By Garth Paulson

Poetry and Airplanes, by Danish singer-songwriter Teitur, is a powerful reminder not to judge an album by its cover. I’ll admit I was sucked in by the dark, ominous-looking artwork, reminiscent of both Mule Variations and Alice by Tom Waits. I thought I would be treated, at the very least, to a band trying their best to sound as weird and seedy as Waits.

Alas, that was not the case.

It quickly became evident after the first few notes of the album-opening "Sleeping with the Lights On" that the cover photo and the material didn’t exactly go well together. Instead of Waitsian wonder, Poetry and Airplanes is composed of bittersweet love ballads that would easily find themselves at home on any soft-rock radio station.

That being said, there is nothing particularly wrong with Teitur. The music is arranged and played very nicely, he’s got a good voice and delivers his lyrics with emotion.

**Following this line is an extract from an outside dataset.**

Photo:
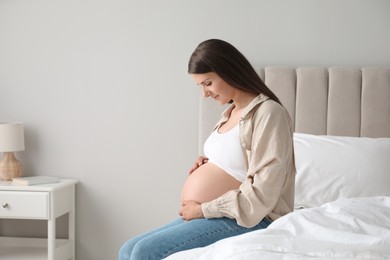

Yet, despite everything Teitur has on his side, I can’t get past how utterly safe Poetry and Airplanes sounds. Maybe it’s due to my continuous spiral into the depths of art rock elitism but this release is far too conventional for me, but don’t let my stupid musical exclusiveness stop you from enjoying an otherwise sound album.

I can’t actually call Poetry and Airplanes bad, and if you’re a fan of Ron Sexsmith you’ll likely love it.